7.4.2 Computational Considerations
The batch retraining approach creates distinct computational trade-offs that affect implementation decisions. Training frequency must balance responsiveness against computational cost, as more frequent updates improve adaptation but require additional processing time. Trees need sufficient data to learn meaningful patterns, which can slow initial learning compared to methods that update continuously. Memory requirements increase over time as training examples accumulate, requiring careful management of historical data.
7.4.3 Feature Importance Insights
Random Forest methods naturally generate feature importance measures that reveal which states and actions most influence Q-value predictions. This interpretability provides diagnostic capabilities for understanding learning issues and analyzing policy decisions. The feature ranking can guide state representation choices and help identify redundant or irrelevant variables in the problem formulation.

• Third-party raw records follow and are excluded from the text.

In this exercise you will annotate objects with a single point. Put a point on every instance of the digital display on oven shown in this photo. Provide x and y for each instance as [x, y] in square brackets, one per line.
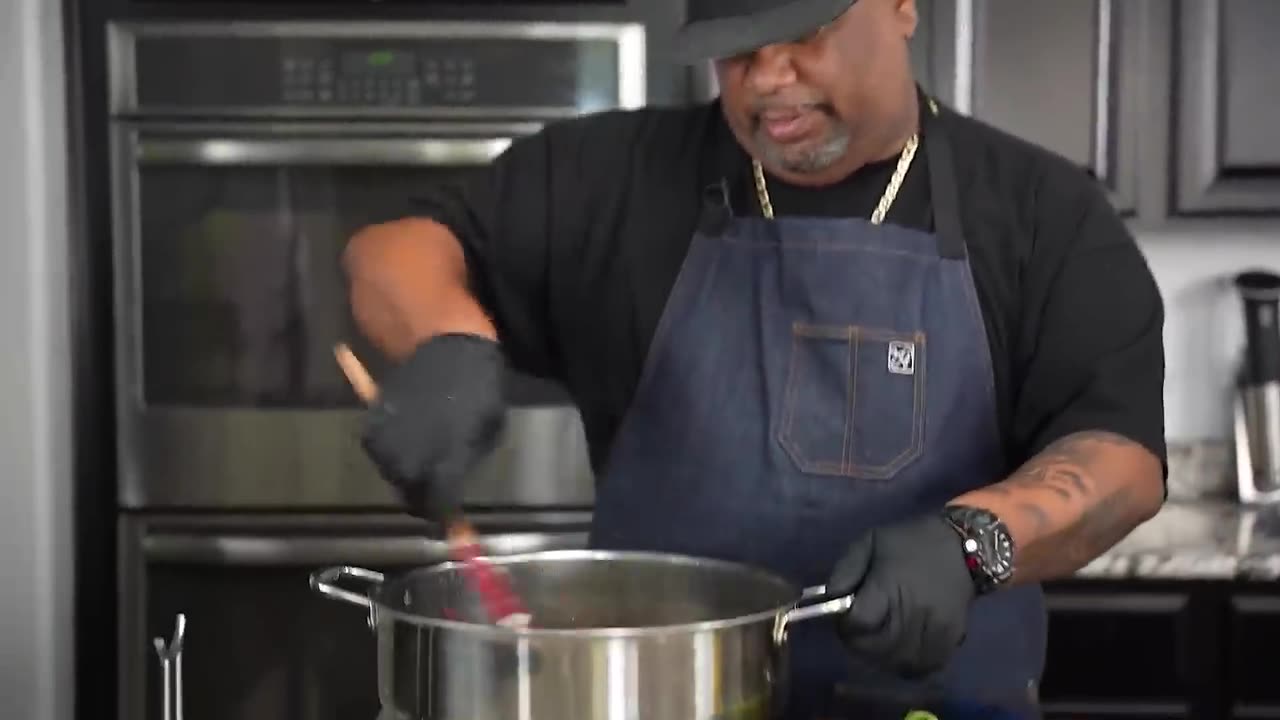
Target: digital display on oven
[378, 62]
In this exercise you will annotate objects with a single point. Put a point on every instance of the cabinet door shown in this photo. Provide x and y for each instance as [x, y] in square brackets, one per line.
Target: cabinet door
[1255, 655]
[1118, 654]
[1226, 112]
[1066, 76]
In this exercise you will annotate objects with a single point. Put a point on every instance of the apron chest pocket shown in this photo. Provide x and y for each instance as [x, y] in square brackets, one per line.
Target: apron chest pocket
[854, 400]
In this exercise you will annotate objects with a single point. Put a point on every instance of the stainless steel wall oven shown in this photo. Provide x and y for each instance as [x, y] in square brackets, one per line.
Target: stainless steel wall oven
[243, 156]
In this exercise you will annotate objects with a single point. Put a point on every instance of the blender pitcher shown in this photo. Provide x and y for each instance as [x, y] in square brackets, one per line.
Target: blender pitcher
[1257, 397]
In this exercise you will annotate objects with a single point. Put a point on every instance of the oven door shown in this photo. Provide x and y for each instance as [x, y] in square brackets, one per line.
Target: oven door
[260, 643]
[231, 297]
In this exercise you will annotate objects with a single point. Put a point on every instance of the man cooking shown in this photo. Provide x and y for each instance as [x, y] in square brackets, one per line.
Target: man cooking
[824, 326]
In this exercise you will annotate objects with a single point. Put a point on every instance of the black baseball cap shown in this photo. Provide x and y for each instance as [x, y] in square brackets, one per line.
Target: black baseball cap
[721, 28]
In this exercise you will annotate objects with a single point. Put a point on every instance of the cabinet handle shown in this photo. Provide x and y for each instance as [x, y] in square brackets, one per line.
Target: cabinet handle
[170, 669]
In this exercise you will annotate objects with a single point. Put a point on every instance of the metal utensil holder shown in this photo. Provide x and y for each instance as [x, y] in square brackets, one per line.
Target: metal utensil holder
[170, 669]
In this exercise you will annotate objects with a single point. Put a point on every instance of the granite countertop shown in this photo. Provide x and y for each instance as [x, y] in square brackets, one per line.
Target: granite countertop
[1211, 540]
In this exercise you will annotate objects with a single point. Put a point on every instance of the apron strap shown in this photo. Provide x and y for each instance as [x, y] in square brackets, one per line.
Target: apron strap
[942, 186]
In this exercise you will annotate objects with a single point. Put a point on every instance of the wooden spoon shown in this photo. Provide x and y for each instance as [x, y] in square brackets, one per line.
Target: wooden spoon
[501, 601]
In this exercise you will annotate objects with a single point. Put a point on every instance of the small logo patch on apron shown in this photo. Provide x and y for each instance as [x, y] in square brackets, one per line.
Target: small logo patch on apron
[901, 358]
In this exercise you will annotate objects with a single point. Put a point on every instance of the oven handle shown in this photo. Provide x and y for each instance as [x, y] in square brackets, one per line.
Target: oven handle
[250, 550]
[236, 151]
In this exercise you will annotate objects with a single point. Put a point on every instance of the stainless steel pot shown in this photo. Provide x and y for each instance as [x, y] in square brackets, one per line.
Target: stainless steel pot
[616, 636]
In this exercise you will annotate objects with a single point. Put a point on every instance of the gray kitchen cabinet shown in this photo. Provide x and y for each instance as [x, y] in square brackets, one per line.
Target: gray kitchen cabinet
[1226, 108]
[1066, 76]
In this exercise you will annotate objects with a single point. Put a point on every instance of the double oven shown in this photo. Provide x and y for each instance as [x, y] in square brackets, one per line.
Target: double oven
[243, 156]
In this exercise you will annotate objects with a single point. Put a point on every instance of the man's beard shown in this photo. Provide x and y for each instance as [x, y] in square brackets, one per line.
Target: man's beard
[809, 158]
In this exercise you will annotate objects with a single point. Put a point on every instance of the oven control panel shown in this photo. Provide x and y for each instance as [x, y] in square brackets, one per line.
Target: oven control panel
[426, 68]
[382, 76]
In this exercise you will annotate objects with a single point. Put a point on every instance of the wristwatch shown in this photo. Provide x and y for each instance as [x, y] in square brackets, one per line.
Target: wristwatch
[988, 548]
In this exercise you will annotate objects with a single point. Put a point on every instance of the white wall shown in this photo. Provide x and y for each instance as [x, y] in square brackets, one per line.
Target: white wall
[1205, 323]
[35, 486]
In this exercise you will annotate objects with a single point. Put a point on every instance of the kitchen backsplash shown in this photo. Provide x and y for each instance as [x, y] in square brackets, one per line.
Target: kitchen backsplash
[1203, 340]
[1205, 323]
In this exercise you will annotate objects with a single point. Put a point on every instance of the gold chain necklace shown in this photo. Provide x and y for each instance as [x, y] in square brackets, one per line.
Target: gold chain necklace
[886, 201]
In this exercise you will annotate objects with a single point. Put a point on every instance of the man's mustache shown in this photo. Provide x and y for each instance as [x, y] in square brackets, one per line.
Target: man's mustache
[762, 108]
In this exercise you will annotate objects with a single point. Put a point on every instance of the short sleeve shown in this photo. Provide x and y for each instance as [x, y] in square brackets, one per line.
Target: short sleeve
[1093, 327]
[503, 217]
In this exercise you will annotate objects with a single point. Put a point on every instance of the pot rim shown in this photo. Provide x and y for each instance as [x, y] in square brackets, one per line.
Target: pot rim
[775, 615]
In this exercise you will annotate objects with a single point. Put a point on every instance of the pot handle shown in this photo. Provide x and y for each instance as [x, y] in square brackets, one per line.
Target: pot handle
[325, 582]
[814, 602]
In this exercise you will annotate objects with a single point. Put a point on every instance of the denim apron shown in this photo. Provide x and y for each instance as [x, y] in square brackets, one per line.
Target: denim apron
[812, 378]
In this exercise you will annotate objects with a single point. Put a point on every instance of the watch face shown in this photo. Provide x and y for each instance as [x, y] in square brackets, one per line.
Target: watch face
[988, 546]
[999, 555]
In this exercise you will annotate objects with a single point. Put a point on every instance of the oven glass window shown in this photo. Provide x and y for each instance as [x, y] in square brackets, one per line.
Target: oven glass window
[242, 291]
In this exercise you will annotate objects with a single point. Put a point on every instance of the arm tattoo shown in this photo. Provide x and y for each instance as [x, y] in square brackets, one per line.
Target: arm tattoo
[1072, 514]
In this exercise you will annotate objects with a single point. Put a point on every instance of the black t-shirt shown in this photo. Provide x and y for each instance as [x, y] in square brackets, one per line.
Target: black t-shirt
[575, 236]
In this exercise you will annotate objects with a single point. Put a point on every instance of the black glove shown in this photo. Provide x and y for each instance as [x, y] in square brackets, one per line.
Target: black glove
[437, 415]
[912, 596]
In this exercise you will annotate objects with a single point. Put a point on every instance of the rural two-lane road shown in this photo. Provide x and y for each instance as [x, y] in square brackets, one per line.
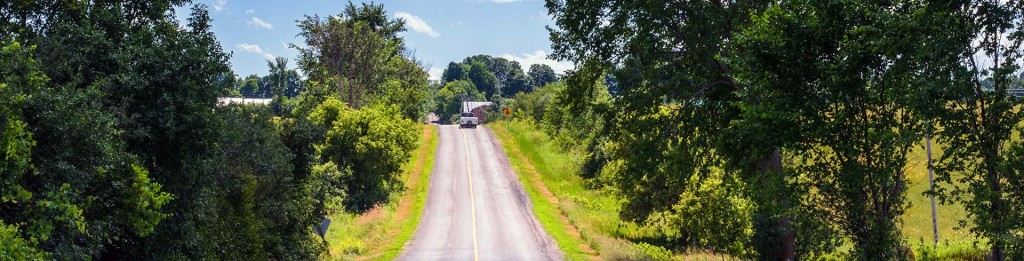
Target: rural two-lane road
[476, 209]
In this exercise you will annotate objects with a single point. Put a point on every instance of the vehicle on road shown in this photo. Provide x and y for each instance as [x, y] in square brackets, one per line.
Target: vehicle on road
[468, 120]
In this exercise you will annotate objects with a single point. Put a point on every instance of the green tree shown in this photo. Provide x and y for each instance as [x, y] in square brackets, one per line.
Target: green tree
[270, 208]
[348, 50]
[70, 188]
[451, 96]
[455, 72]
[371, 143]
[676, 95]
[483, 79]
[541, 75]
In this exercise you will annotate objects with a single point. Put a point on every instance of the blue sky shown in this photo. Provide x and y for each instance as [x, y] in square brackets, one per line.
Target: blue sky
[438, 31]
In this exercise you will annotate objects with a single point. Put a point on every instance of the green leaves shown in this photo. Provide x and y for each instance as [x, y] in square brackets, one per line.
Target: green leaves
[372, 143]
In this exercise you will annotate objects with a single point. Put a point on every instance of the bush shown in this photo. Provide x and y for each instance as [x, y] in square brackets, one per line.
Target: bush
[372, 142]
[267, 201]
[708, 215]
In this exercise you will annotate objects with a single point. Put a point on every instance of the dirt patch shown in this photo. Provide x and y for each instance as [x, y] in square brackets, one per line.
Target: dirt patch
[404, 203]
[413, 181]
[535, 178]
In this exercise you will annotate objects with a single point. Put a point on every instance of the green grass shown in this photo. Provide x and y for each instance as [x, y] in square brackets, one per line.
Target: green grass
[381, 232]
[593, 213]
[916, 225]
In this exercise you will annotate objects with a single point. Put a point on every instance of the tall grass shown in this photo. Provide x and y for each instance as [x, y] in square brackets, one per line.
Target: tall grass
[381, 232]
[593, 213]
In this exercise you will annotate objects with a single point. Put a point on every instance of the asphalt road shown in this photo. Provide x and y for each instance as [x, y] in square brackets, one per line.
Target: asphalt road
[476, 209]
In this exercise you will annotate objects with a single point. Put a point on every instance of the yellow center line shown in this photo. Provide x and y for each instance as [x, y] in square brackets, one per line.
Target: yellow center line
[472, 201]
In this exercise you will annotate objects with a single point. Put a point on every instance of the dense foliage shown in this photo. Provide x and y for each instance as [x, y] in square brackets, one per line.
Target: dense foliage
[114, 146]
[805, 109]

7.4.4 Practical Implications
Random Forest function approximation occupies a position between simple linear models and neural networks in terms of complexity and capability. The method handles larger state spaces more effectively than tabular approaches while remaining computationally tractable. It captures non-linear patterns without requiring extensive feature engineering or domain expertise. The approach shows less sensitivity to hyperparameter choices compared to neural networks while maintaining stability across different problem instances. The inherent interpretability provides insights into the decision-making process that can be valuable for debugging and analysis.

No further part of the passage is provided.